Вихрова охотно соглашалась посидеть с Зойкой. Зойка хорошо слушалась ее, видимо несколько побаиваясь чужого человека. Но и Вихровой надо бежать по той же дорожке, по которой бегала Фрося ежедневно. Утрудив соседку три раза этим одолжением, Фрося сказала себе, что это не дело. Она подумала сразу же о бабке Агате. Вот кто мог выручить ее! Пусть посидит с Зойкой — детишек она любит. Тем более что Зойка давно уже просится, когда возникали у нее кое-какие желания. А бабка Агата поест с Фросей. Это тоже не последнее дело — бабка получала откуда-то из деревни, от своих родственников — седьмая вода на киселе! — какие-то жалкие деньжонки, а пробивалась именно тем, что либо возилась с детьми, либо сидела у постели больных. В домработницы ее никто не брал — стара! А услугами ее пользовались охотно. «Надобно сходить к ней, что ли!» — подумала Фрося и отправилась к бабке Агате.

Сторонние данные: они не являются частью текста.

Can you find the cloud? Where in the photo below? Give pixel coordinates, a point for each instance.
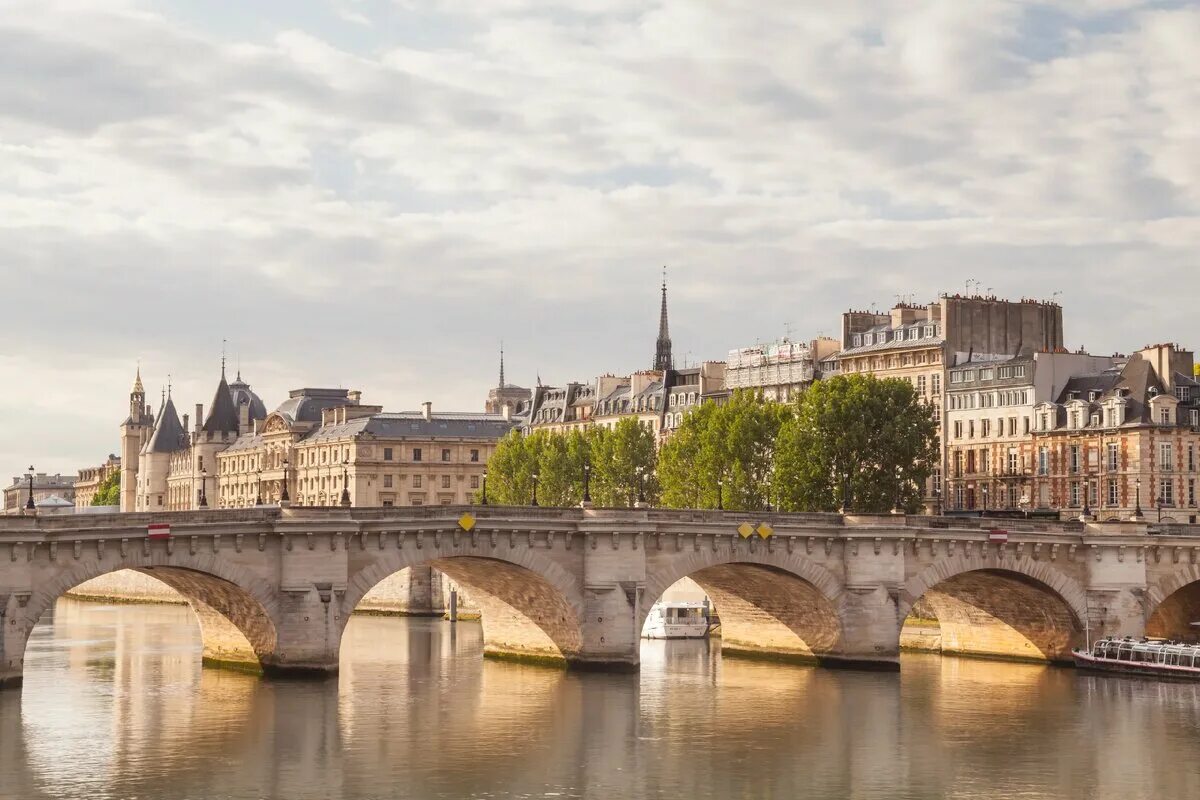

Махонькая комнатенка бабки Агаты была увешана какими-то пахучими травками. Маленькие окна комнатенки были заставлены цветами, которые уменьшали и без того невеликий поток света из окон. Стол, два стула. Целый иконостас в красном углу, перед которым теплилась лампада с коптящим чуть-чуть фитильком. Робкий свет лампады выхватывал из полумрака угла строгие лики святых и богов. Святой Николай Мирликийский, спасающий в Каппадокии трех невинно осужденных от казни. Святой Иннокентий Иркутский в пустыне. Христос на плате — Нерукотворный. Иверская божья матерь с пронзенной польскими оккупантами ланитою, откуда сочилась кровь.
Солдатская койка, на которой лежал тощенький матрац, покрытый тонкой черной шалью, довершала убранство жилья, земного обиталища бабки Агаты, которую ожидали райские утехи на небесах…
Но сейчас духовитость травок перебивал запах лекарств, стоявших на колченогом стуле вблизи кровати, на которой лежала бабка Агата.
Болела она, видно, не первый день. Темные круги обметала ее добрые глаза. И глаза эти сильно ввалились. И щеки ее осунулись, обозначив нехорошие впадины и выпятив скулы, которые были покрыты сейчас бледным румянцем.
Фрося всплеснула руками:
— Бабенька Агата! Да вы что это?! Болеете…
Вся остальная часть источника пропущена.